A babor quedan las fronterizas ciudades de Aguas Verdes y Tumbes y, después de Talara, llegamos mediada la tarde a Paita.
El Océano bien merece el nombre que Magallanes le puso, pues más pacífico no pudo mostrarse durante nuestras singladuras, aunque, cuando ruge y se encrespa, puede ser tan irascible y traicionero como una mujer despechada.

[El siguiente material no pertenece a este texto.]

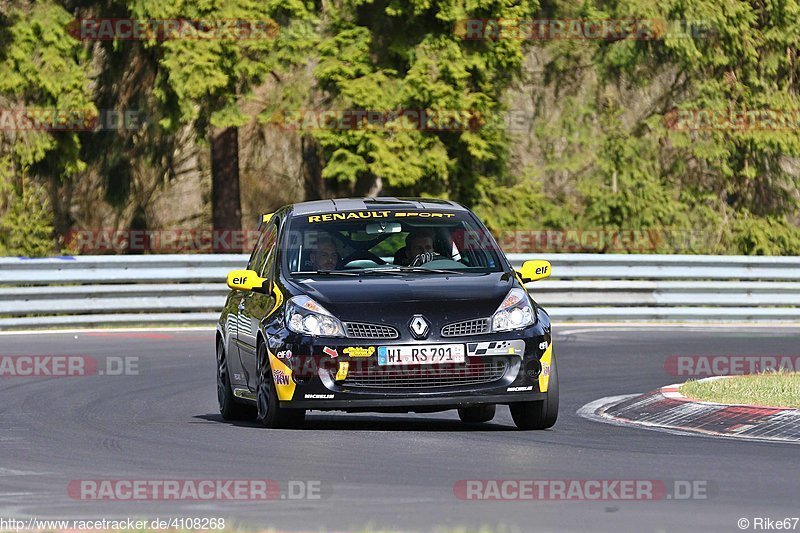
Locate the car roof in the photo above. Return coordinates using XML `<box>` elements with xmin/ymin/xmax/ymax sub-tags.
<box><xmin>288</xmin><ymin>197</ymin><xmax>467</xmax><ymax>216</ymax></box>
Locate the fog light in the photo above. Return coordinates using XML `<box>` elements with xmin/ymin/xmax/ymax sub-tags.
<box><xmin>525</xmin><ymin>359</ymin><xmax>542</xmax><ymax>378</ymax></box>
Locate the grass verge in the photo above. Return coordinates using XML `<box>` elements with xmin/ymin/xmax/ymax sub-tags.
<box><xmin>680</xmin><ymin>371</ymin><xmax>800</xmax><ymax>409</ymax></box>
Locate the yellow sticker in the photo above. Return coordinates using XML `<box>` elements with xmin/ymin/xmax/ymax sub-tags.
<box><xmin>538</xmin><ymin>342</ymin><xmax>552</xmax><ymax>393</ymax></box>
<box><xmin>308</xmin><ymin>211</ymin><xmax>390</xmax><ymax>223</ymax></box>
<box><xmin>268</xmin><ymin>350</ymin><xmax>296</xmax><ymax>401</ymax></box>
<box><xmin>307</xmin><ymin>211</ymin><xmax>456</xmax><ymax>223</ymax></box>
<box><xmin>343</xmin><ymin>346</ymin><xmax>376</xmax><ymax>358</ymax></box>
<box><xmin>335</xmin><ymin>362</ymin><xmax>349</xmax><ymax>381</ymax></box>
<box><xmin>393</xmin><ymin>212</ymin><xmax>455</xmax><ymax>218</ymax></box>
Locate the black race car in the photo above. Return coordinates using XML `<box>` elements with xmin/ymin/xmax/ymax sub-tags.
<box><xmin>216</xmin><ymin>198</ymin><xmax>556</xmax><ymax>430</ymax></box>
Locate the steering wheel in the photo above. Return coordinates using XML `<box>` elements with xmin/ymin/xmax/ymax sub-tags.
<box><xmin>410</xmin><ymin>251</ymin><xmax>446</xmax><ymax>267</ymax></box>
<box><xmin>340</xmin><ymin>250</ymin><xmax>387</xmax><ymax>266</ymax></box>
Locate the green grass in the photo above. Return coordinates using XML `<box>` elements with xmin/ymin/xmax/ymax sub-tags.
<box><xmin>680</xmin><ymin>372</ymin><xmax>800</xmax><ymax>409</ymax></box>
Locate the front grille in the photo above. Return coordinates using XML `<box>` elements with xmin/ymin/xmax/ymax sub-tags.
<box><xmin>343</xmin><ymin>359</ymin><xmax>508</xmax><ymax>389</ymax></box>
<box><xmin>441</xmin><ymin>318</ymin><xmax>490</xmax><ymax>337</ymax></box>
<box><xmin>345</xmin><ymin>322</ymin><xmax>399</xmax><ymax>339</ymax></box>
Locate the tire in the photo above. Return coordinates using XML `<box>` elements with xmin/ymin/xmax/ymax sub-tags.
<box><xmin>255</xmin><ymin>342</ymin><xmax>305</xmax><ymax>429</ymax></box>
<box><xmin>510</xmin><ymin>353</ymin><xmax>559</xmax><ymax>430</ymax></box>
<box><xmin>217</xmin><ymin>340</ymin><xmax>256</xmax><ymax>420</ymax></box>
<box><xmin>458</xmin><ymin>404</ymin><xmax>496</xmax><ymax>424</ymax></box>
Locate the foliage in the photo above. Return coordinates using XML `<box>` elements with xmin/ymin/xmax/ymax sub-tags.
<box><xmin>306</xmin><ymin>0</ymin><xmax>538</xmax><ymax>202</ymax></box>
<box><xmin>504</xmin><ymin>0</ymin><xmax>800</xmax><ymax>253</ymax></box>
<box><xmin>0</xmin><ymin>1</ymin><xmax>93</xmax><ymax>256</ymax></box>
<box><xmin>2</xmin><ymin>0</ymin><xmax>800</xmax><ymax>255</ymax></box>
<box><xmin>0</xmin><ymin>165</ymin><xmax>54</xmax><ymax>257</ymax></box>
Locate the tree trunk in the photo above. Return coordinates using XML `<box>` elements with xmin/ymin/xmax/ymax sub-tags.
<box><xmin>211</xmin><ymin>127</ymin><xmax>242</xmax><ymax>252</ymax></box>
<box><xmin>301</xmin><ymin>135</ymin><xmax>325</xmax><ymax>200</ymax></box>
<box><xmin>354</xmin><ymin>172</ymin><xmax>382</xmax><ymax>197</ymax></box>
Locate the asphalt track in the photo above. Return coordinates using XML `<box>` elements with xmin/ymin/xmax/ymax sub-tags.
<box><xmin>1</xmin><ymin>326</ymin><xmax>799</xmax><ymax>533</ymax></box>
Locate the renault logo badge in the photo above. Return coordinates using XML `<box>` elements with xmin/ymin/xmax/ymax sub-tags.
<box><xmin>409</xmin><ymin>315</ymin><xmax>430</xmax><ymax>339</ymax></box>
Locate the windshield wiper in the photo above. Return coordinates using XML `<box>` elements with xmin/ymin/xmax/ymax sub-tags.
<box><xmin>398</xmin><ymin>267</ymin><xmax>467</xmax><ymax>275</ymax></box>
<box><xmin>358</xmin><ymin>266</ymin><xmax>467</xmax><ymax>275</ymax></box>
<box><xmin>296</xmin><ymin>267</ymin><xmax>469</xmax><ymax>277</ymax></box>
<box><xmin>293</xmin><ymin>270</ymin><xmax>360</xmax><ymax>276</ymax></box>
<box><xmin>354</xmin><ymin>267</ymin><xmax>407</xmax><ymax>276</ymax></box>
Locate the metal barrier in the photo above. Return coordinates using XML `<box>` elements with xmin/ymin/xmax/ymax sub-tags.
<box><xmin>1</xmin><ymin>254</ymin><xmax>799</xmax><ymax>328</ymax></box>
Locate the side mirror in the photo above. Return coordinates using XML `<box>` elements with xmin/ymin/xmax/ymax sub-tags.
<box><xmin>517</xmin><ymin>260</ymin><xmax>552</xmax><ymax>283</ymax></box>
<box><xmin>226</xmin><ymin>269</ymin><xmax>270</xmax><ymax>293</ymax></box>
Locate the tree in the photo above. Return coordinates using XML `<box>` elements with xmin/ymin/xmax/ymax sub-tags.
<box><xmin>0</xmin><ymin>1</ymin><xmax>94</xmax><ymax>256</ymax></box>
<box><xmin>513</xmin><ymin>0</ymin><xmax>800</xmax><ymax>253</ymax></box>
<box><xmin>129</xmin><ymin>0</ymin><xmax>316</xmax><ymax>245</ymax></box>
<box><xmin>290</xmin><ymin>0</ymin><xmax>539</xmax><ymax>202</ymax></box>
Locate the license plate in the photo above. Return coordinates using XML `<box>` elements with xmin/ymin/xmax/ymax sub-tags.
<box><xmin>377</xmin><ymin>344</ymin><xmax>465</xmax><ymax>366</ymax></box>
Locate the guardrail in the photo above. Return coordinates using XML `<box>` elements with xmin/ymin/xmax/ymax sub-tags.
<box><xmin>1</xmin><ymin>254</ymin><xmax>799</xmax><ymax>328</ymax></box>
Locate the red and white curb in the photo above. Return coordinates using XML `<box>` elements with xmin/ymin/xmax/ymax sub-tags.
<box><xmin>578</xmin><ymin>377</ymin><xmax>800</xmax><ymax>444</ymax></box>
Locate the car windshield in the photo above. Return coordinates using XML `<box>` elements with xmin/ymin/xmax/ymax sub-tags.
<box><xmin>283</xmin><ymin>209</ymin><xmax>505</xmax><ymax>275</ymax></box>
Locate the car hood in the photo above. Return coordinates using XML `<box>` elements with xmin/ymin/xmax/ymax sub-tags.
<box><xmin>285</xmin><ymin>272</ymin><xmax>516</xmax><ymax>325</ymax></box>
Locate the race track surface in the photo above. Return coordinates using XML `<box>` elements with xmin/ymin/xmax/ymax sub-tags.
<box><xmin>1</xmin><ymin>326</ymin><xmax>798</xmax><ymax>532</ymax></box>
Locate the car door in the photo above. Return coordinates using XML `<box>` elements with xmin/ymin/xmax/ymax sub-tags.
<box><xmin>224</xmin><ymin>230</ymin><xmax>263</xmax><ymax>387</ymax></box>
<box><xmin>237</xmin><ymin>219</ymin><xmax>279</xmax><ymax>390</ymax></box>
<box><xmin>231</xmin><ymin>224</ymin><xmax>271</xmax><ymax>383</ymax></box>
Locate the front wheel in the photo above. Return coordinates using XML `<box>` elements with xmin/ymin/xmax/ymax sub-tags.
<box><xmin>256</xmin><ymin>342</ymin><xmax>305</xmax><ymax>429</ymax></box>
<box><xmin>458</xmin><ymin>404</ymin><xmax>496</xmax><ymax>424</ymax></box>
<box><xmin>510</xmin><ymin>354</ymin><xmax>559</xmax><ymax>430</ymax></box>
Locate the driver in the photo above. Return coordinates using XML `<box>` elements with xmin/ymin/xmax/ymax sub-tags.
<box><xmin>309</xmin><ymin>233</ymin><xmax>340</xmax><ymax>271</ymax></box>
<box><xmin>398</xmin><ymin>229</ymin><xmax>436</xmax><ymax>266</ymax></box>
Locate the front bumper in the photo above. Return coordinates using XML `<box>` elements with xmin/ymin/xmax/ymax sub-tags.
<box><xmin>283</xmin><ymin>392</ymin><xmax>547</xmax><ymax>410</ymax></box>
<box><xmin>267</xmin><ymin>327</ymin><xmax>553</xmax><ymax>411</ymax></box>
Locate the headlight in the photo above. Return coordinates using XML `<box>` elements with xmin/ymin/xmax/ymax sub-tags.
<box><xmin>491</xmin><ymin>288</ymin><xmax>534</xmax><ymax>332</ymax></box>
<box><xmin>285</xmin><ymin>295</ymin><xmax>345</xmax><ymax>337</ymax></box>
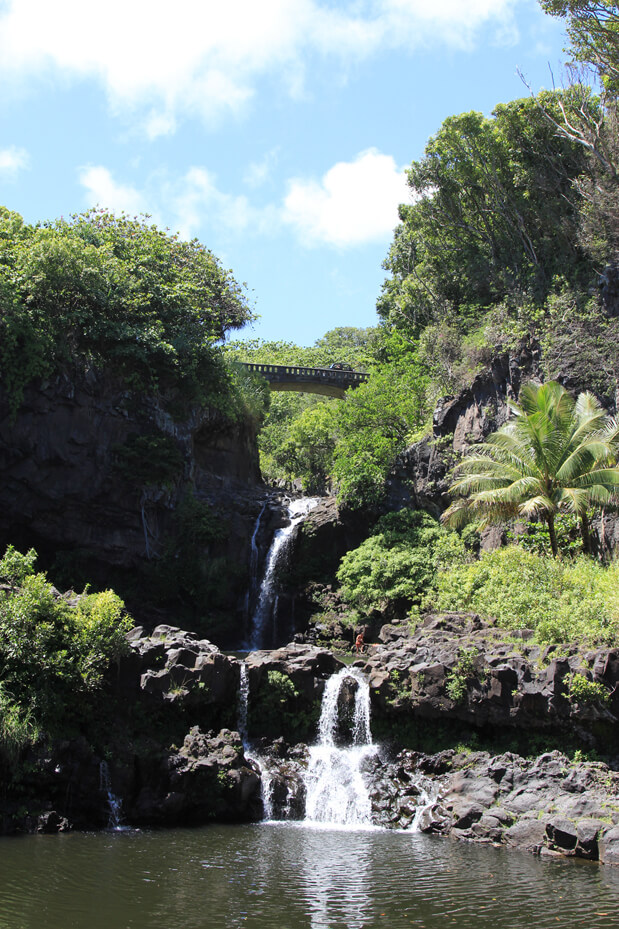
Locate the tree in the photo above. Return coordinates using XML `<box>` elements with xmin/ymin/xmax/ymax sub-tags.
<box><xmin>378</xmin><ymin>93</ymin><xmax>593</xmax><ymax>339</ymax></box>
<box><xmin>442</xmin><ymin>381</ymin><xmax>619</xmax><ymax>556</ymax></box>
<box><xmin>0</xmin><ymin>208</ymin><xmax>253</xmax><ymax>410</ymax></box>
<box><xmin>540</xmin><ymin>1</ymin><xmax>619</xmax><ymax>95</ymax></box>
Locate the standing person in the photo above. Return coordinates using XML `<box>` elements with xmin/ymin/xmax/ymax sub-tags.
<box><xmin>355</xmin><ymin>631</ymin><xmax>364</xmax><ymax>653</ymax></box>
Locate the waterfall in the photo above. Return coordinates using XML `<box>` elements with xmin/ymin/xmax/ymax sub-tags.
<box><xmin>250</xmin><ymin>496</ymin><xmax>320</xmax><ymax>650</ymax></box>
<box><xmin>99</xmin><ymin>760</ymin><xmax>123</xmax><ymax>830</ymax></box>
<box><xmin>304</xmin><ymin>667</ymin><xmax>377</xmax><ymax>828</ymax></box>
<box><xmin>236</xmin><ymin>659</ymin><xmax>275</xmax><ymax>820</ymax></box>
<box><xmin>238</xmin><ymin>661</ymin><xmax>250</xmax><ymax>748</ymax></box>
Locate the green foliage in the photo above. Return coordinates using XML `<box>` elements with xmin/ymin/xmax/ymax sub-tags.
<box><xmin>567</xmin><ymin>672</ymin><xmax>611</xmax><ymax>705</ymax></box>
<box><xmin>249</xmin><ymin>669</ymin><xmax>319</xmax><ymax>739</ymax></box>
<box><xmin>270</xmin><ymin>401</ymin><xmax>338</xmax><ymax>494</ymax></box>
<box><xmin>0</xmin><ymin>208</ymin><xmax>252</xmax><ymax>413</ymax></box>
<box><xmin>227</xmin><ymin>362</ymin><xmax>271</xmax><ymax>427</ymax></box>
<box><xmin>0</xmin><ymin>546</ymin><xmax>131</xmax><ymax>753</ymax></box>
<box><xmin>540</xmin><ymin>1</ymin><xmax>619</xmax><ymax>95</ymax></box>
<box><xmin>226</xmin><ymin>328</ymin><xmax>430</xmax><ymax>507</ymax></box>
<box><xmin>225</xmin><ymin>327</ymin><xmax>378</xmax><ymax>489</ymax></box>
<box><xmin>379</xmin><ymin>93</ymin><xmax>591</xmax><ymax>340</ymax></box>
<box><xmin>332</xmin><ymin>357</ymin><xmax>430</xmax><ymax>509</ymax></box>
<box><xmin>336</xmin><ymin>509</ymin><xmax>468</xmax><ymax>617</ymax></box>
<box><xmin>540</xmin><ymin>287</ymin><xmax>619</xmax><ymax>403</ymax></box>
<box><xmin>430</xmin><ymin>545</ymin><xmax>619</xmax><ymax>645</ymax></box>
<box><xmin>506</xmin><ymin>512</ymin><xmax>583</xmax><ymax>556</ymax></box>
<box><xmin>0</xmin><ymin>682</ymin><xmax>39</xmax><ymax>766</ymax></box>
<box><xmin>443</xmin><ymin>380</ymin><xmax>619</xmax><ymax>556</ymax></box>
<box><xmin>446</xmin><ymin>647</ymin><xmax>480</xmax><ymax>704</ymax></box>
<box><xmin>113</xmin><ymin>434</ymin><xmax>184</xmax><ymax>488</ymax></box>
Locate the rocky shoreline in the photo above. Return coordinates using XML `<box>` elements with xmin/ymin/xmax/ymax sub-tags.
<box><xmin>2</xmin><ymin>617</ymin><xmax>618</xmax><ymax>867</ymax></box>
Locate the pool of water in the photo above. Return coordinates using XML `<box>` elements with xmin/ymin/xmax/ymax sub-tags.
<box><xmin>2</xmin><ymin>823</ymin><xmax>618</xmax><ymax>929</ymax></box>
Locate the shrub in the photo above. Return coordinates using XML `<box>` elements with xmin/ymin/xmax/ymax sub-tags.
<box><xmin>430</xmin><ymin>545</ymin><xmax>619</xmax><ymax>645</ymax></box>
<box><xmin>567</xmin><ymin>673</ymin><xmax>611</xmax><ymax>706</ymax></box>
<box><xmin>0</xmin><ymin>545</ymin><xmax>131</xmax><ymax>740</ymax></box>
<box><xmin>336</xmin><ymin>510</ymin><xmax>468</xmax><ymax>617</ymax></box>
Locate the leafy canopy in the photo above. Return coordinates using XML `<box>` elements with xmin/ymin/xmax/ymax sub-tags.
<box><xmin>0</xmin><ymin>208</ymin><xmax>253</xmax><ymax>410</ymax></box>
<box><xmin>540</xmin><ymin>1</ymin><xmax>619</xmax><ymax>94</ymax></box>
<box><xmin>0</xmin><ymin>546</ymin><xmax>131</xmax><ymax>747</ymax></box>
<box><xmin>336</xmin><ymin>509</ymin><xmax>468</xmax><ymax>617</ymax></box>
<box><xmin>378</xmin><ymin>92</ymin><xmax>593</xmax><ymax>340</ymax></box>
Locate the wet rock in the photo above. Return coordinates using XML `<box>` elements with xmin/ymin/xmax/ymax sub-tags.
<box><xmin>546</xmin><ymin>818</ymin><xmax>578</xmax><ymax>852</ymax></box>
<box><xmin>130</xmin><ymin>727</ymin><xmax>261</xmax><ymax>826</ymax></box>
<box><xmin>504</xmin><ymin>819</ymin><xmax>548</xmax><ymax>854</ymax></box>
<box><xmin>360</xmin><ymin>614</ymin><xmax>619</xmax><ymax>751</ymax></box>
<box><xmin>599</xmin><ymin>826</ymin><xmax>619</xmax><ymax>865</ymax></box>
<box><xmin>36</xmin><ymin>811</ymin><xmax>71</xmax><ymax>834</ymax></box>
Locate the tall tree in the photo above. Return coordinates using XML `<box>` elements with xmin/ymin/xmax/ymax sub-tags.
<box><xmin>540</xmin><ymin>1</ymin><xmax>619</xmax><ymax>95</ymax></box>
<box><xmin>378</xmin><ymin>93</ymin><xmax>592</xmax><ymax>339</ymax></box>
<box><xmin>442</xmin><ymin>381</ymin><xmax>619</xmax><ymax>556</ymax></box>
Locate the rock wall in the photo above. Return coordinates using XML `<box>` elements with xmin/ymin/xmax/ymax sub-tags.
<box><xmin>384</xmin><ymin>344</ymin><xmax>540</xmax><ymax>519</ymax></box>
<box><xmin>0</xmin><ymin>370</ymin><xmax>266</xmax><ymax>628</ymax></box>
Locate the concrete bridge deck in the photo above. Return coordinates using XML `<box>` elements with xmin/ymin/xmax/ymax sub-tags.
<box><xmin>240</xmin><ymin>362</ymin><xmax>369</xmax><ymax>398</ymax></box>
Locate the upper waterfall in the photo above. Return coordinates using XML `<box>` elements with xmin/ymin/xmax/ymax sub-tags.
<box><xmin>249</xmin><ymin>496</ymin><xmax>320</xmax><ymax>650</ymax></box>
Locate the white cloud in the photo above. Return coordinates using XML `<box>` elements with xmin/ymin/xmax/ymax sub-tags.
<box><xmin>0</xmin><ymin>0</ymin><xmax>519</xmax><ymax>129</ymax></box>
<box><xmin>77</xmin><ymin>163</ymin><xmax>276</xmax><ymax>241</ymax></box>
<box><xmin>282</xmin><ymin>148</ymin><xmax>409</xmax><ymax>247</ymax></box>
<box><xmin>0</xmin><ymin>145</ymin><xmax>29</xmax><ymax>175</ymax></box>
<box><xmin>244</xmin><ymin>149</ymin><xmax>280</xmax><ymax>189</ymax></box>
<box><xmin>77</xmin><ymin>150</ymin><xmax>409</xmax><ymax>248</ymax></box>
<box><xmin>78</xmin><ymin>165</ymin><xmax>149</xmax><ymax>217</ymax></box>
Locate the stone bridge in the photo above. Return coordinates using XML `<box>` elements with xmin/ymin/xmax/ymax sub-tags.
<box><xmin>240</xmin><ymin>363</ymin><xmax>369</xmax><ymax>399</ymax></box>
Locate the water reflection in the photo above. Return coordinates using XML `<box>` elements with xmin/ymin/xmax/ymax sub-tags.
<box><xmin>0</xmin><ymin>824</ymin><xmax>618</xmax><ymax>929</ymax></box>
<box><xmin>304</xmin><ymin>827</ymin><xmax>374</xmax><ymax>929</ymax></box>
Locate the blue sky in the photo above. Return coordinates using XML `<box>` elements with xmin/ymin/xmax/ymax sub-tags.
<box><xmin>0</xmin><ymin>0</ymin><xmax>569</xmax><ymax>347</ymax></box>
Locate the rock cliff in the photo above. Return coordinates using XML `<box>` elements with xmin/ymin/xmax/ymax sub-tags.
<box><xmin>0</xmin><ymin>371</ymin><xmax>266</xmax><ymax>631</ymax></box>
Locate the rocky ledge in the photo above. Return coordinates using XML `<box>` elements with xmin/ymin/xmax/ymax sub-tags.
<box><xmin>373</xmin><ymin>748</ymin><xmax>619</xmax><ymax>864</ymax></box>
<box><xmin>363</xmin><ymin>613</ymin><xmax>619</xmax><ymax>753</ymax></box>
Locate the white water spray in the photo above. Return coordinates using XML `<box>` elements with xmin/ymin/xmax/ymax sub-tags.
<box><xmin>250</xmin><ymin>497</ymin><xmax>320</xmax><ymax>650</ymax></box>
<box><xmin>304</xmin><ymin>667</ymin><xmax>377</xmax><ymax>827</ymax></box>
<box><xmin>99</xmin><ymin>760</ymin><xmax>123</xmax><ymax>830</ymax></box>
<box><xmin>236</xmin><ymin>660</ymin><xmax>276</xmax><ymax>820</ymax></box>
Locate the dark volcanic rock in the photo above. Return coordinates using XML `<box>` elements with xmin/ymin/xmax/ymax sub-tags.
<box><xmin>0</xmin><ymin>370</ymin><xmax>263</xmax><ymax>624</ymax></box>
<box><xmin>362</xmin><ymin>613</ymin><xmax>619</xmax><ymax>751</ymax></box>
<box><xmin>375</xmin><ymin>747</ymin><xmax>619</xmax><ymax>864</ymax></box>
<box><xmin>129</xmin><ymin>726</ymin><xmax>261</xmax><ymax>825</ymax></box>
<box><xmin>384</xmin><ymin>345</ymin><xmax>540</xmax><ymax>516</ymax></box>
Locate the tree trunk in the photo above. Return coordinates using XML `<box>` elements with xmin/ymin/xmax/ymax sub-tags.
<box><xmin>546</xmin><ymin>512</ymin><xmax>559</xmax><ymax>558</ymax></box>
<box><xmin>580</xmin><ymin>511</ymin><xmax>591</xmax><ymax>555</ymax></box>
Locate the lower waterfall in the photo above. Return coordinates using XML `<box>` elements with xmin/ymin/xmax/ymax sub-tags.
<box><xmin>304</xmin><ymin>667</ymin><xmax>377</xmax><ymax>828</ymax></box>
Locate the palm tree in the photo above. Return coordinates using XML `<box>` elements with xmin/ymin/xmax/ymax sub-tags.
<box><xmin>442</xmin><ymin>381</ymin><xmax>619</xmax><ymax>557</ymax></box>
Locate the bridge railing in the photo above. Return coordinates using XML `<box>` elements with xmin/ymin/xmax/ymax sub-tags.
<box><xmin>241</xmin><ymin>362</ymin><xmax>368</xmax><ymax>383</ymax></box>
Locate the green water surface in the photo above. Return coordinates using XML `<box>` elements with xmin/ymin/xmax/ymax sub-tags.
<box><xmin>1</xmin><ymin>823</ymin><xmax>618</xmax><ymax>929</ymax></box>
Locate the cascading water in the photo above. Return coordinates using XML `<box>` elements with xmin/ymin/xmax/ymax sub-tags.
<box><xmin>237</xmin><ymin>661</ymin><xmax>250</xmax><ymax>747</ymax></box>
<box><xmin>249</xmin><ymin>496</ymin><xmax>320</xmax><ymax>650</ymax></box>
<box><xmin>236</xmin><ymin>660</ymin><xmax>274</xmax><ymax>819</ymax></box>
<box><xmin>99</xmin><ymin>760</ymin><xmax>123</xmax><ymax>830</ymax></box>
<box><xmin>304</xmin><ymin>667</ymin><xmax>377</xmax><ymax>827</ymax></box>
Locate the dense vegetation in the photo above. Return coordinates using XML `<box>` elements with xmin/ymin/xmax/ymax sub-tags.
<box><xmin>230</xmin><ymin>72</ymin><xmax>619</xmax><ymax>510</ymax></box>
<box><xmin>443</xmin><ymin>381</ymin><xmax>619</xmax><ymax>555</ymax></box>
<box><xmin>232</xmin><ymin>4</ymin><xmax>619</xmax><ymax>651</ymax></box>
<box><xmin>0</xmin><ymin>208</ymin><xmax>255</xmax><ymax>417</ymax></box>
<box><xmin>0</xmin><ymin>546</ymin><xmax>131</xmax><ymax>764</ymax></box>
<box><xmin>1</xmin><ymin>2</ymin><xmax>619</xmax><ymax>768</ymax></box>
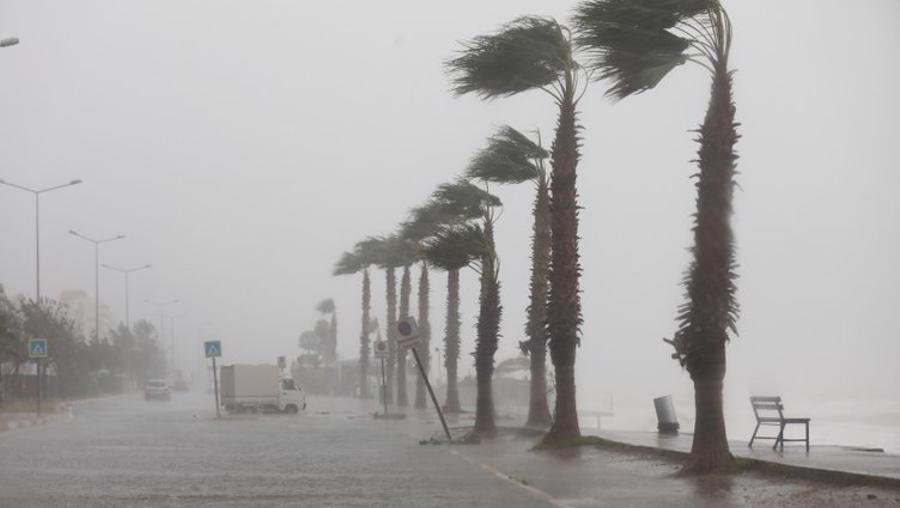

En todo esto pienso yo esta noche sentado ante mi portátil mirando por la circular abertura del ojo de buey de mi camarote el estrellado firmamento que tal me parece un manto de terciopelo azul marino tachonado de diminutos diamantes blancos que refulgen parpadeando intermitentemente, quizá asombrados de nuestra insignificante minucia ante la portentosa inmensidad del Universo.
En la lejanía, la ya tranquila población de Paita con su pequeño puerto, cuyo calado nos ha obligado a fondear a más de media milla, permanece silencioso, abandonado del tráfago marítimo diurno de las gabarras de carga y descarga que han cesado en su ir y venir permaneciendo inmóviles amarradas a sus norays.
El amortiguado runruneo del generador auxiliar de la sala de máquinas que ilumina el buque, me circunda como un lejano murmullo de colmena en el nocturno silencio de la noche y la sosegada paz de la bahía de Boyavar.
Veo las lejanas e ictéricas luces de las farolas del malecón, amarillentas, famélicas de fluido eléctrico, que espejean su luz en miríadas de laminillas doradas en las tranquilas aguas del apacible puerto y siento la suave ondulación del mar acariciando las cuadernas del buque con leves y cadenciosos chasquidos que me recuerdan los besos de una mujer enamorada que la brisa marina se complace en revivir en mi loco sueño de ti, acariciando mis mejillas.
Al mirar la blanca esfera luminosa de Selene, reflejándose en el líquido piélago marino, a mi memoria acude, como la voz amarga del dolor, la última estrofa de la “Melancolía” de Agustín de Foxá:
Y pensar, que no puedo en mi egoísmo,
Llevarme al sol, ni al cielo en mi mortaja;
Que he de marchar yo sólo, hacia el abismo.
Y que la luna brillará lo mismo,
Y ya no la veré desde mi caja.
Noto en mi alma la angustia de la soledad, la tristeza de mi corazón atormentado que abrasa mi mente y me sorprendo comprobando que no sólo el mar tiene agua salada… también la tienen mis ojos.
Sabes que esta amarga evocación fue escrita para ti, quizá porque sé que jamás te encontraré, que ni siquiera sé si existes, y si alguna vez apareces…, mi amor, le pido a Dios que me permita saber que eres tú.